MOSCOW — Russia on Friday unveiled a new fighter aircraft touted as a rival of the US F-22 stealth jet and developed amid the highest secrecy as part of a plan to modernize the armed forces.
The fifth generation fighter, manufactured by the Sukhoi company and known as the PAK FA, made a maiden flight of just over 45 minutes at the firm's home base of Komsomolsk-on-Amur in the Far East region.
"The flight lasted 47 minutes during which all the aircraft's systems were tested. It was successful," Sukhoi spokeswoman Olga Kayukova told AFP. "This is the first time it has been unveiled."
Pictures broadcast on state television showed the fighter jet -- which has been kept closely under wraps for years -- flying at altitude and then landing on a snow-surrounded runway.
"The aircraft performed well in all stages of the flight programme.
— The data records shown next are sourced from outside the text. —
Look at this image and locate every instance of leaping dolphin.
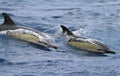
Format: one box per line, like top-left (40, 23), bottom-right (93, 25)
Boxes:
top-left (61, 25), bottom-right (115, 54)
top-left (0, 13), bottom-right (57, 49)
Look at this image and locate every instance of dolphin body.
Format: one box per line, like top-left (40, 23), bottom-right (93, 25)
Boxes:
top-left (0, 13), bottom-right (57, 49)
top-left (61, 25), bottom-right (115, 54)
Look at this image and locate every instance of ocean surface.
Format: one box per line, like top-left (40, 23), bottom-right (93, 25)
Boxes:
top-left (0, 0), bottom-right (120, 76)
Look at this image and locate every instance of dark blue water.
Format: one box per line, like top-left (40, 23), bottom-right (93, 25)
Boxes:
top-left (0, 0), bottom-right (120, 76)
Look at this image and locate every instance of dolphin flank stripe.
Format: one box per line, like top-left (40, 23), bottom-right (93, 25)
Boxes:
top-left (60, 25), bottom-right (115, 54)
top-left (0, 13), bottom-right (57, 49)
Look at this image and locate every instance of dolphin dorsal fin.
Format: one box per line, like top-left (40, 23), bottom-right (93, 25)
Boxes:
top-left (2, 13), bottom-right (15, 25)
top-left (60, 25), bottom-right (74, 35)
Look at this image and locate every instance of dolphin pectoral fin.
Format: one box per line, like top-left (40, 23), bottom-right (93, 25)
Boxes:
top-left (60, 25), bottom-right (73, 35)
top-left (2, 13), bottom-right (15, 26)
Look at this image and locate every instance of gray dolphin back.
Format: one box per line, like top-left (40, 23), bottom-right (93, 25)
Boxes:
top-left (0, 13), bottom-right (17, 31)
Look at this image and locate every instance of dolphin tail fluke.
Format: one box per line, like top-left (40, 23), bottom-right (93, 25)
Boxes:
top-left (60, 25), bottom-right (73, 35)
top-left (2, 13), bottom-right (15, 25)
top-left (105, 51), bottom-right (116, 54)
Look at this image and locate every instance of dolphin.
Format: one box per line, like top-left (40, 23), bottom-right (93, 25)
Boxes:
top-left (0, 13), bottom-right (57, 49)
top-left (60, 25), bottom-right (115, 54)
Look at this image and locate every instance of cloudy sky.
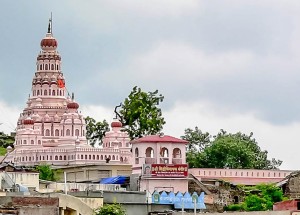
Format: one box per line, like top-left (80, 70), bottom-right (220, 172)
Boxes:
top-left (0, 0), bottom-right (300, 169)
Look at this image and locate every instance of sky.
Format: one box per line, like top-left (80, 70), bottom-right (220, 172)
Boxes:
top-left (0, 0), bottom-right (300, 170)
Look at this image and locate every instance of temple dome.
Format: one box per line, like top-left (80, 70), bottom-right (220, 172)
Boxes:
top-left (67, 102), bottom-right (79, 109)
top-left (23, 117), bottom-right (34, 125)
top-left (41, 34), bottom-right (58, 50)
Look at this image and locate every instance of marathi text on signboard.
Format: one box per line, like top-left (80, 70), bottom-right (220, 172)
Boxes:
top-left (143, 164), bottom-right (188, 178)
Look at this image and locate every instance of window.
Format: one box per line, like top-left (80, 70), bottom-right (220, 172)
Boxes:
top-left (45, 129), bottom-right (50, 136)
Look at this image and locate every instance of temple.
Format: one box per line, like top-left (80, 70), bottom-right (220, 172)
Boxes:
top-left (4, 19), bottom-right (131, 166)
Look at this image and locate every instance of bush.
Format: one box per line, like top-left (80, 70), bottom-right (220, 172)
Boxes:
top-left (224, 204), bottom-right (244, 211)
top-left (95, 203), bottom-right (126, 215)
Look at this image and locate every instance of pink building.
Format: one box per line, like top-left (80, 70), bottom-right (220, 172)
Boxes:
top-left (4, 22), bottom-right (131, 166)
top-left (131, 135), bottom-right (188, 193)
top-left (189, 168), bottom-right (292, 185)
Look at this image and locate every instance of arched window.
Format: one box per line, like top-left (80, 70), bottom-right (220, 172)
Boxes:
top-left (146, 147), bottom-right (154, 158)
top-left (160, 147), bottom-right (169, 158)
top-left (55, 129), bottom-right (59, 136)
top-left (173, 148), bottom-right (181, 158)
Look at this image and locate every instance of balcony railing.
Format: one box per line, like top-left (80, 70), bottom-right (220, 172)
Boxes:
top-left (172, 158), bottom-right (182, 164)
top-left (160, 158), bottom-right (169, 164)
top-left (145, 157), bottom-right (155, 164)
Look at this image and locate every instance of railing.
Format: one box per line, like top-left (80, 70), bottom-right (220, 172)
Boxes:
top-left (160, 158), bottom-right (169, 164)
top-left (172, 158), bottom-right (182, 164)
top-left (145, 157), bottom-right (156, 164)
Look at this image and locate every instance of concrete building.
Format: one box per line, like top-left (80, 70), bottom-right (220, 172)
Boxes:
top-left (4, 20), bottom-right (131, 166)
top-left (131, 135), bottom-right (188, 193)
top-left (189, 168), bottom-right (292, 185)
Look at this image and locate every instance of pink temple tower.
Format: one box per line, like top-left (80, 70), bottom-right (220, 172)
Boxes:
top-left (4, 19), bottom-right (131, 166)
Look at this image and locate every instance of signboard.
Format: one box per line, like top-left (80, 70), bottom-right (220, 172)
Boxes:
top-left (152, 191), bottom-right (206, 209)
top-left (143, 164), bottom-right (188, 178)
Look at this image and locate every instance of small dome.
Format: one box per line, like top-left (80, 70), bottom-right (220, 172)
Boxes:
top-left (67, 102), bottom-right (79, 109)
top-left (111, 121), bottom-right (123, 128)
top-left (41, 34), bottom-right (58, 50)
top-left (23, 117), bottom-right (34, 125)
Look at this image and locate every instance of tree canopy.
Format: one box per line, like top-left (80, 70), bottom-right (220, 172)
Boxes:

It is easy and comfortable to pilot," said Sergei Bogdan, the pilot for the flight, in comments published on the Sukhoi website.
The new jet has the capability of carrying out long flights above the speed of sound as well as simultaneously attacking different targets.
Russia is currently embarking on a major programme to re-equip its military, not least the air force which is still using largely Soviet-era equipment and suffers from frequent crashes.
The new fighter, which has been in development since the 1990s, is due to enter the armed forces in 2015, Russian news agencies said.
The first flight of the PAK FA (Prospective Aviation System of Frontline Aviation) is being seen in Russia as a major boost for the military after the project was hit by repeated delays over the last years.
"There is no doubt that the plane is needed," the ex-commander of the Russian air force, Anatoly Kornukov, told the Interfax news agency.
"Our Su-27 and MiG-29 planes are good but have aged. They are 20 or more years old and it's time to have something as a replacement," he said.
He said the new plane could easily stand comparison with the US F-22, also a fifth generation stealth fighter.
"It's going to be no worse than an F-22. I've been in an F-22 and I know."
Russia's campaign to modernize its military has been marred by repeated setbacks with new equipment, above all a string of failed tests of its new Bulava sea-based intercontinental nuclear-capable missile.